What is Radon & Are There Symptoms of Poisoning?

A close-up of a cylindrical radon test kit with "RADON TEST" printed repeatedly across its surface, positioned next to a blurred yellow warning label that reads "DO NOT DISTURB TEST IN PROGRESS."

Radon is a radioactive, colorless, odorless gas that forms naturally as uranium and radium in the soil break down. It seeps into homes through cracks in the foundation, basement floors, sump pump openings, and gaps around pipes.

Once trapped inside a home, it builds to dangerous concentrations in the lower levels where families spend the most time. The gas itself does not trigger any alarm in your body when you breathe it in. What it does is release radioactive alpha particles that embed in lung tissue.
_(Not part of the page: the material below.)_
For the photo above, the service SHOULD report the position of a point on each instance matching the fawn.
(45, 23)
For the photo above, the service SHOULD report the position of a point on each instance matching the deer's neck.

Over years of repeated exposure, those particles damage DNA and raise the risk of lung cancer.

Per the EPA’s guidance on radon health effects, radon is the second leading cause of lung cancer in the U.S.
It is the leading cause of lung cancer among people who have never smoked.

If you are in Evansville or Vanderburgh County, the EPA places the area in Zone 2, which means predicted average indoor levels between 2 and 4 pCi/L (picocuries per liter). The action level is 4 pCi/L. The EPA also recommends considering mitigation between 2 and 4 pCi/L. Professional testing is the only way to know your actual number.

The Symptoms of Radon Exposure: What You Need to Know

Radon has no immediate symptoms. This is the most critical fact to understand.

There is no clinical diagnosis called “radon poisoning.” The accurate framing of radon exposure leading to elevated lung cancer risk over many years.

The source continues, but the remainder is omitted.